The Medallion Architecture is the most widely adopted pattern for organizing data in a Lakehouse. It structures data into three progressively refined layers, each serving a distinct purpose:

LayerAlso CalledContentsWho WritesWho Reads
Bronze Raw / Landing Exact copy of source data, immutable. No transformations. Stores original JSON, CSV, or CDC events. Ingestion pipelines Processing jobs, auditors
Silver Conformed / Cleansed Validated, deduplicated, standardized schema. Business rules applied. Referential integrity enforced. dbt models, Spark jobs Data analysts, downstream pipelines
Gold Business / Curated Aggregated KPIs, semantic models, denormalized fact tables, feature store for ML. dbt models, semantic layer BI tools, executives, ML models, APIs

The key insight is that Bronze is never modified — it is your audit trail. Silver is where quality is enforced. Gold is where business logic lives. Each layer has its own access controls, retention policies, and SLA expectations.

Medallion Architecture — Full Flow

flowchart TD
    subgraph EXT["External Source Systems"]
        CRM["CRM Systems\nSalesforce · HubSpot"]
        ERP["ERP / SAP\nTransactional DBs"]
        EVT["Event Streams\nKafka · Kinesis"]
        API["APIs & Webhooks\nThird-Party Data"]
    end

    subgraph BRONZE["Bronze Layer — Raw Zone"]
        B_RAW[("Raw Parquet Files\nExact Copy · Immutable")]
        B_CDC["CDC Events\nDebezium · Change Streams"]
        B_META["Schema Registry\nMetadata & Lineage Tags"]
    end

    subgraph SILVER["Silver Layer — Conformed Zone"]
        S_VAL["Validated & Deduplicated\nData Quality Checks Pass"]
        S_STD["Standardized Schema\nConsistent Types & Formats"]
        S_BIZ["Business Rules Applied\nReferential Integrity Enforced"]
    end

    subgraph GOLD["Gold Layer — Business Zone"]
        G_KPI["KPI Aggregations\nFact & Dimension Tables"]
        G_SEM["Semantic Layer\ndbt Metrics & Exposures"]
        G_FEAT["Feature Store\nML-Ready Datasets"]
    end

    subgraph CONSUMERS["Data Consumers"]
        BI["BI & Tableau\nDashboards"]
        DS["Data Science\n& ML Training"]
        EXEC["Executive Reports\nC-Suite Dashboards"]
        PROD["Data Products\n& APIs"]
    end

    EXT --> BRONZE
    B_RAW --> S_VAL
    B_CDC --> S_VAL
    S_VAL --> S_STD --> S_BIZ
    S_BIZ --> G_KPI
    S_BIZ --> G_SEM
    S_BIZ --> G_FEAT
    G_KPI --> BI
    G_KPI --> EXEC
    G_KPI --> PROD
    G_SEM --> BI
    G_SEM --> DS
    G_FEAT --> DS
      

The Medallion Architecture: data is ingested raw (Bronze), cleaned and conformed (Silver), then curated for business consumption (Gold).
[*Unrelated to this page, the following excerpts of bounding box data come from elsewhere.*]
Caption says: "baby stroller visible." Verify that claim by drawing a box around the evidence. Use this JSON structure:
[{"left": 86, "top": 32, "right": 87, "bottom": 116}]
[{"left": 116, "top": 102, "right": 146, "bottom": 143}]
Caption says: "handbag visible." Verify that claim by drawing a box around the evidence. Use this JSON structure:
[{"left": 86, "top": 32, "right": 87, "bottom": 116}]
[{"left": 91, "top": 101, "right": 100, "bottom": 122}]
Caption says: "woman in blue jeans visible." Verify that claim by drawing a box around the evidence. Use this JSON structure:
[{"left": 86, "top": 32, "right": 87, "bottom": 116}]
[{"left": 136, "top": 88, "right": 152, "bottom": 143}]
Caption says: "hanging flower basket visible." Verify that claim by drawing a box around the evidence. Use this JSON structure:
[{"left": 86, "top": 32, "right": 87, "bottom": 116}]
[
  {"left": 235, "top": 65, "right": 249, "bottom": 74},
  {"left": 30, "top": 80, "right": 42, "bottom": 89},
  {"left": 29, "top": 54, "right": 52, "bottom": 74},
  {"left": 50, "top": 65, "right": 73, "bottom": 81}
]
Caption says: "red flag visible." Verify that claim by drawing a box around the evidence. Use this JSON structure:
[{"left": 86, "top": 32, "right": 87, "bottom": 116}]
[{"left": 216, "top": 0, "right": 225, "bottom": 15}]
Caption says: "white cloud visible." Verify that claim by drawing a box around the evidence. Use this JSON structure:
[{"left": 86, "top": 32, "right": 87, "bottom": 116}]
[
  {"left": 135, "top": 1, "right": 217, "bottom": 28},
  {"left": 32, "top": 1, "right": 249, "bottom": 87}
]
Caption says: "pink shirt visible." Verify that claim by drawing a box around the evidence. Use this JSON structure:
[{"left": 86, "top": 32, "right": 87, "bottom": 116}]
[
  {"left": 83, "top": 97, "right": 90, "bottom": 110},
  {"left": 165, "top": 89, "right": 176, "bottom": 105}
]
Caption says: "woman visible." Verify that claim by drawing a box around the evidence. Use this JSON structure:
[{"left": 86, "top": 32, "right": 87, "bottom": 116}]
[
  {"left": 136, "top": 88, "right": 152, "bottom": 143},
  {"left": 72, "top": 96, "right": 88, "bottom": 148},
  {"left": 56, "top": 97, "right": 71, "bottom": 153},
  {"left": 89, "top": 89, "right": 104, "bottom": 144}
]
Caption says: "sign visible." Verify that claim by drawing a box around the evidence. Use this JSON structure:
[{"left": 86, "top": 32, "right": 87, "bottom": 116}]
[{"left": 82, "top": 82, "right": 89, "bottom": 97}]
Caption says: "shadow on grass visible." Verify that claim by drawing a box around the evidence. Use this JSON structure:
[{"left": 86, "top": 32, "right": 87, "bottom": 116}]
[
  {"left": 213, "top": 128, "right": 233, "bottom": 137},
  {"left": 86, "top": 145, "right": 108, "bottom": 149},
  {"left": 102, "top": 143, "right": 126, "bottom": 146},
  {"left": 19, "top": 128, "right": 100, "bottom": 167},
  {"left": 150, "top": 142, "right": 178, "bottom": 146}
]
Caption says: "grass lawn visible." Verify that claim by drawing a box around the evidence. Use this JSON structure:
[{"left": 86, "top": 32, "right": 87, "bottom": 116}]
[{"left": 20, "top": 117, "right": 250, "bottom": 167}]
2. Data Warehouse vs. Data Lake vs. Data Lakehouse

These three terms describe different approaches to storing and serving analytical data. Understanding their tradeoffs is fundamental to any architectural decision:

  • Data Warehouse: Highly structured, schema-on-write, excellent query performance, high cost per byte stored. Best for well-understood, stable analytical queries. Examples: Snowflake, BigQuery, Redshift.
  • Data Lake: Unstructured or semi-structured, schema-on-read, cheap storage, poor governance by default. Best for exploratory work, ML, and storing raw events. Problems: Data Swamps, no ACID guarantees.
  • Data Lakehouse: Open table formats (Delta Lake, Apache Iceberg, Apache Hudi) add ACID transactions, schema enforcement, and time travel to cheap object storage. Combines the cost benefits of a lake with the governance of a warehouse. This is the dominant pattern for new platforms built from 2021 onwards.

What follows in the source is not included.